Per proteggere dal gelo, mettere un poco di terra sopra i germogli non appena cominciano a spuntare e, quando sono troppo alti, felci secche o paglia, oppure coprirli con fogli di giornale, fissati agli angoli con pietre, perché il vento non li sollevi.

La rincalzatura del terreno

Quando le patate precoci hanno raggiunto un’altezza di circa cm 25, iniziare i rincalzi del terreno. Lo scopo è aumentare lo spessore che ricopre le radici, in modo che esse si possano allargare e si formino i tuberi. Inoltre, si diminuisce il rischio che i tuberi possano rimanere esposti alla luce, diventando verdi e immangiabili, e si distruggono le erbe infestanti.

Per prima cosa, frantumare con una zappa il terreno tra i filari, quindi cospargere la superfìcie con un fertilizzante generico, attenendosi per le dosi alle istruzioni del produttore (di solito, g 30 per m2).

Poi, sempre con la zappa, sollevare il terreno frantumato e fertilizzato tra i filari e formare un colmo lungo la linea delle piante.

Una settimana più tardi ripetere l’operazione rincalzando un poco di più la terra; quando le piantine sono alte cm 30, eseguire un’ultima rincalzatura, in modo che il colmo sia alto circa cm 15, ma non di più.

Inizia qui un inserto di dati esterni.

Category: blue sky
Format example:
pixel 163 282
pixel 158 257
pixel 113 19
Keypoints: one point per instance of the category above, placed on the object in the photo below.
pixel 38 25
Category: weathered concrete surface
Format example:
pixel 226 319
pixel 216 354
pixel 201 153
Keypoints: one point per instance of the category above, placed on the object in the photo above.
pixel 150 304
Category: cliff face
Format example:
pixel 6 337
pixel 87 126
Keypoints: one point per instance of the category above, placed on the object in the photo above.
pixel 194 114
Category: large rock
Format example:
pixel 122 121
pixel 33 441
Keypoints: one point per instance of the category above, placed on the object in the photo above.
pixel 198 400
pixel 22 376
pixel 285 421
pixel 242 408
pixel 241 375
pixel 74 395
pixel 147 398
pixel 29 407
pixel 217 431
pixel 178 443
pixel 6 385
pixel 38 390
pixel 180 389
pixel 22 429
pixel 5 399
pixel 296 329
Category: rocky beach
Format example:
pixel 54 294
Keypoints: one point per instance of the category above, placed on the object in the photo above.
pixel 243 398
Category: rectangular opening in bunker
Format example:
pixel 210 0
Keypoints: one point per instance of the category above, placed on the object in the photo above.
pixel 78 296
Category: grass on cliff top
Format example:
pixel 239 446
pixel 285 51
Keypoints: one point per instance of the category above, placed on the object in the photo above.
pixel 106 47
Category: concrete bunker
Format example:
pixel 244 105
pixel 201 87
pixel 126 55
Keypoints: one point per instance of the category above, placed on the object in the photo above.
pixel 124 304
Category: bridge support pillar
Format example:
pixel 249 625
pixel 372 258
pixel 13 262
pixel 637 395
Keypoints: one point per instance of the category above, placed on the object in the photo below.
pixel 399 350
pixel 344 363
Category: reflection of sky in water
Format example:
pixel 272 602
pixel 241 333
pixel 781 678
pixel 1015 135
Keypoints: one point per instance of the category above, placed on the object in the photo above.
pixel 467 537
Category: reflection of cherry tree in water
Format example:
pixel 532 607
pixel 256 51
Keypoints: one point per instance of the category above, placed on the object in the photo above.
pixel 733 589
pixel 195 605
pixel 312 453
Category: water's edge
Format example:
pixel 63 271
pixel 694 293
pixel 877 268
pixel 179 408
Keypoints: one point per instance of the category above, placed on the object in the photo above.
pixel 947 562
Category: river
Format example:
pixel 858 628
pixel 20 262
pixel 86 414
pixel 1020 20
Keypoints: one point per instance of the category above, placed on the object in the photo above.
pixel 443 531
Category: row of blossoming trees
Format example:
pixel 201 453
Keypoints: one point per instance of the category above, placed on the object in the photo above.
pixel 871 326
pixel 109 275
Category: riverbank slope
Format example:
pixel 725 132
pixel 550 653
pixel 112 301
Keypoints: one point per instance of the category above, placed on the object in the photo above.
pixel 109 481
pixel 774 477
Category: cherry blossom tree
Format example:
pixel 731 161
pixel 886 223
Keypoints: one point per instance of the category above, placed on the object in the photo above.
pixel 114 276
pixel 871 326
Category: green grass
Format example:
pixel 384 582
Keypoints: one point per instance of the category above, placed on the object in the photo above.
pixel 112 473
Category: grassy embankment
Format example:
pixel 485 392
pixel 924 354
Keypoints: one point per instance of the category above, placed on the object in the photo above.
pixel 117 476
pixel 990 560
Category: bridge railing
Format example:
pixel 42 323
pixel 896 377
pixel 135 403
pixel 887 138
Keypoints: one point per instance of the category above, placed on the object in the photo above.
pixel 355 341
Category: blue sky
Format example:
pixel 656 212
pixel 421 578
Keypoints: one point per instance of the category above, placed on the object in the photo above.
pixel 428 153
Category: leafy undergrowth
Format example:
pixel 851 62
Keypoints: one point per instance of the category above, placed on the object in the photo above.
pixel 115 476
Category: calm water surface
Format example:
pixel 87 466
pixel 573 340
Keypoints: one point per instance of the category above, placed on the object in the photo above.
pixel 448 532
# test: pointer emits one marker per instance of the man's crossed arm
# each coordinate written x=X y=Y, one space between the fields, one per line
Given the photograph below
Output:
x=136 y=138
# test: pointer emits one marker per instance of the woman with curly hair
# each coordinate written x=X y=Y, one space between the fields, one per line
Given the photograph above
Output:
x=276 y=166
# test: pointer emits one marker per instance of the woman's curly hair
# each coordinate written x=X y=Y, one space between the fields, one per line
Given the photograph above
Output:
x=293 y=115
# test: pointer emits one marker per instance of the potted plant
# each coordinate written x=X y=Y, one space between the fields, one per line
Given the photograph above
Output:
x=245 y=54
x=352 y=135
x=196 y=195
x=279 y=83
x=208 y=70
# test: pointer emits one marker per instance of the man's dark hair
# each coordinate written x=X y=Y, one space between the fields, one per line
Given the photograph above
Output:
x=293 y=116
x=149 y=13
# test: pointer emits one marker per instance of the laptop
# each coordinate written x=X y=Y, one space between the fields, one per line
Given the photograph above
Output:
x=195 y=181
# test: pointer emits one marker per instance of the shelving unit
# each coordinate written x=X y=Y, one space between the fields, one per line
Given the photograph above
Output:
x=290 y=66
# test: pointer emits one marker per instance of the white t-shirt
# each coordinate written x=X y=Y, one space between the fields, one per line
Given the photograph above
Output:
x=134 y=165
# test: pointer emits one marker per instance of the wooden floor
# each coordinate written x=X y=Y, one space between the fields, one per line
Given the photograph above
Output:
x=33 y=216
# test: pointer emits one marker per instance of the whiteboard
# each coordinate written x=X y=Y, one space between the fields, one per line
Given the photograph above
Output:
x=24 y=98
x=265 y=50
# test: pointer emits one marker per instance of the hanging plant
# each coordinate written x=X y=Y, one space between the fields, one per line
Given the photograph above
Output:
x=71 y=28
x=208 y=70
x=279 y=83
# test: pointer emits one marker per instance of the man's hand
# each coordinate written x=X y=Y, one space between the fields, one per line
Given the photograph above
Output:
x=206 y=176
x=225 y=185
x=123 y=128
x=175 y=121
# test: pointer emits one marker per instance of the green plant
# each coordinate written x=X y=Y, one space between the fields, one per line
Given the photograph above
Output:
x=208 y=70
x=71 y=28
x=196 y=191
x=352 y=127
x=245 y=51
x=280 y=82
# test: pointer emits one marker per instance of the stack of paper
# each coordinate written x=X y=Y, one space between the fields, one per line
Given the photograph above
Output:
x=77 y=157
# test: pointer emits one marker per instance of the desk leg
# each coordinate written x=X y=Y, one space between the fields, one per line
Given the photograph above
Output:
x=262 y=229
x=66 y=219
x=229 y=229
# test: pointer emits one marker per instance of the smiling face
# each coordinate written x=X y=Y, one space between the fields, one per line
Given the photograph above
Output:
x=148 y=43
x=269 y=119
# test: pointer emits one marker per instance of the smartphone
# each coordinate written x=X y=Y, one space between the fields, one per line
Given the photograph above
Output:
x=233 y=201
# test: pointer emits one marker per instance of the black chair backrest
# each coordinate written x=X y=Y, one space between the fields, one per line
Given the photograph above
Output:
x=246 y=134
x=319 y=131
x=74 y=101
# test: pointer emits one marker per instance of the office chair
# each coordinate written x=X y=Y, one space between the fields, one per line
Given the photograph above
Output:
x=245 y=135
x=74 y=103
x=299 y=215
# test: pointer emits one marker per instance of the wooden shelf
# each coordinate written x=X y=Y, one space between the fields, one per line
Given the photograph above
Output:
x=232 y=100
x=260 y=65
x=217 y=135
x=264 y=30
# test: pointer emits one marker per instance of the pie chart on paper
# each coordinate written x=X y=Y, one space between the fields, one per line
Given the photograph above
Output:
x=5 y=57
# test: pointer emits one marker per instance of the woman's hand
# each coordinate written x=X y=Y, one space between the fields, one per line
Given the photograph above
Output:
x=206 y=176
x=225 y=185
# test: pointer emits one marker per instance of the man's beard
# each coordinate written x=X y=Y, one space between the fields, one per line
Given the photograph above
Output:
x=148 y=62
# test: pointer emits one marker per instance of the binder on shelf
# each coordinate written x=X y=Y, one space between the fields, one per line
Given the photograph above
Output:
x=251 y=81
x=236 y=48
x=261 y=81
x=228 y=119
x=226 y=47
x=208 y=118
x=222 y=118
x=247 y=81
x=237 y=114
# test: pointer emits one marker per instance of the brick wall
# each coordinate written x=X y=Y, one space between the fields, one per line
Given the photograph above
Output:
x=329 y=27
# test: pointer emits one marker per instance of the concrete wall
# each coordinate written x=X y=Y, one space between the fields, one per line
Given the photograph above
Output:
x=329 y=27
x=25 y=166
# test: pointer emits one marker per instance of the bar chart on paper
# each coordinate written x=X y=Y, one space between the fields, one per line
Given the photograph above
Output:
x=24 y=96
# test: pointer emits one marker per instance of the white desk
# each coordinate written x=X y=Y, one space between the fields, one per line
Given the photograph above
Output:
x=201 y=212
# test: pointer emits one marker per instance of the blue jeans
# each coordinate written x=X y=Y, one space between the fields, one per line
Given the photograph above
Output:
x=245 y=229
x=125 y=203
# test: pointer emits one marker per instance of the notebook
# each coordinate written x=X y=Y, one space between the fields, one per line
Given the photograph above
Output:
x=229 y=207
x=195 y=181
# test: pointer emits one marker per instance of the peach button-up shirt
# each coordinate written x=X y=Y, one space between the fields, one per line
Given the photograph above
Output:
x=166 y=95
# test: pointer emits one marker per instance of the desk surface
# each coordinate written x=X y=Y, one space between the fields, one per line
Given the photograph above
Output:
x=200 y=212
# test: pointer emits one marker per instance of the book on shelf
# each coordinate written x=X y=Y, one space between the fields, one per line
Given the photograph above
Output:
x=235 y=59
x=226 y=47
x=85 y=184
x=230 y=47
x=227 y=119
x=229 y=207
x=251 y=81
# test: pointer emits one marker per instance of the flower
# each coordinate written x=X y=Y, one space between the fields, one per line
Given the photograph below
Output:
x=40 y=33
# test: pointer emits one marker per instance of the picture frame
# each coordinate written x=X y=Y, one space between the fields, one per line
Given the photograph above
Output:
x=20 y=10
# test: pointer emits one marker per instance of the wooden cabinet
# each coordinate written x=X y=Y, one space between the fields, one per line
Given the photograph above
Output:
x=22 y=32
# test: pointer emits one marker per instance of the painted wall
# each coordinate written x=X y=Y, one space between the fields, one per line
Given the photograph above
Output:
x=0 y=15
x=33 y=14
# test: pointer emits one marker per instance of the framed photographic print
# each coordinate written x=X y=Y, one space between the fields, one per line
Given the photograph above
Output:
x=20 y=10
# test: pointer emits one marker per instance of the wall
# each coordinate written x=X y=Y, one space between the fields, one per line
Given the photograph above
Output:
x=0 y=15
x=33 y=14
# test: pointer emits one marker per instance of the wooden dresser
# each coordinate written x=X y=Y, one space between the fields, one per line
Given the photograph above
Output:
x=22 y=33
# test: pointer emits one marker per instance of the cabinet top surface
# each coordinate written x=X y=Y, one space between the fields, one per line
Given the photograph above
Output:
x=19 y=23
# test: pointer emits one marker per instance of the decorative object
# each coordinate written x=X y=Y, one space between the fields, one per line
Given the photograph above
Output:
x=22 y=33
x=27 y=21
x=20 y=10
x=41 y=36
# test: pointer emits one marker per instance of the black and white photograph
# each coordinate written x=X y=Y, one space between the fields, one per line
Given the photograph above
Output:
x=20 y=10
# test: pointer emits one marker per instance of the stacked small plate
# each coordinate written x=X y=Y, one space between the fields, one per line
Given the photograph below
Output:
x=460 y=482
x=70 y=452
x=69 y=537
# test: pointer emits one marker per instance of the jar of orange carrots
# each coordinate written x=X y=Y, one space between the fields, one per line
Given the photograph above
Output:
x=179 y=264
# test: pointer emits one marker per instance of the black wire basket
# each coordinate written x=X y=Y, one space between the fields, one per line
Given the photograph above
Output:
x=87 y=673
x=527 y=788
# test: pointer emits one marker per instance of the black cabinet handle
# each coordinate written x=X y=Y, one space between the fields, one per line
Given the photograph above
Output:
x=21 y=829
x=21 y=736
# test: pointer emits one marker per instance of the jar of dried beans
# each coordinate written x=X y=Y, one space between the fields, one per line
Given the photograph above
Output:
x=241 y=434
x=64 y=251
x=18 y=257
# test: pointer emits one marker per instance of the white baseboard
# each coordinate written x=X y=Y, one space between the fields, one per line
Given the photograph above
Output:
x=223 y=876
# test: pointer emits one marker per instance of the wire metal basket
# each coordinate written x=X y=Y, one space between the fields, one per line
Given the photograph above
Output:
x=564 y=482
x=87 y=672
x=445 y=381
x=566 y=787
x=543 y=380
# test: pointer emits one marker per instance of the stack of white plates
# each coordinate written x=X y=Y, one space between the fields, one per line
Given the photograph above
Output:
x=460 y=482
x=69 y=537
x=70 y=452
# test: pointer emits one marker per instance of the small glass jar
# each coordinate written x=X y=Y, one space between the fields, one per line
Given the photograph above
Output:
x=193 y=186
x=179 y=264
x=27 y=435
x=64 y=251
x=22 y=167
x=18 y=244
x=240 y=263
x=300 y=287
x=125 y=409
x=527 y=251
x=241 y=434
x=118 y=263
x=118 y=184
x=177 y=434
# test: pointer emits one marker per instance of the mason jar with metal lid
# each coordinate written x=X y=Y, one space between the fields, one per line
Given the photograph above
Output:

Il colmo deve essere leggermente piatto sulla cima, ma con i fianchi ben ripidi. Se il tempo è secco, occorre incavare un po’ il colmo, per raccogliere l’acqua; se il tempo invece è umido, arrotondare la parte superiore del colmo, per far scorrere via meglio l’acqua in eccesso.

La raccolta

In giugno o alla fine di maggio, le patate precoci sono pronte per essere raccolte.

Con le dita, asportare un poco di terra da un lato del colmo per poter controllare i tuberi: quelli pronti da cogliere dovrebbero avere la grossezza almeno di un uovo di gallina.

Asportare le patate mature con molta cura, onde non disturbare quelle che devono essere lasciate in terra per proseguire la maturazione e ingrossarsi.

Dopo ogni raccolta, sistemare di nuovo i rincalzi di terreno, esattamente come prima.

Verso la fine di giugno o ai primi di luglio, quando la maggior parte del raccolto è giunta a maturazione, cominciare a estirpare la quantità che si presume di consumare in un breve periodo.

Per prima cosa, tagliare la parte superiore della pianta con un paio di cesoie: il che faciliterà la raccolta dei tuberi.

Poi, introdurre nel terreno una forca ben distante dalla pianta, per non rovinare i piccoli tuberi, e usarla come una leva per sollevare l’intera pianta e ribaltarla sulla zona libera tra i filari.

Raccogliere tutte le patate, cercandole con le mani fra la terra per non rovinarle.

Mettere ad asciugare tutte le patate che non si consumano immediatamente, perché non marciscano.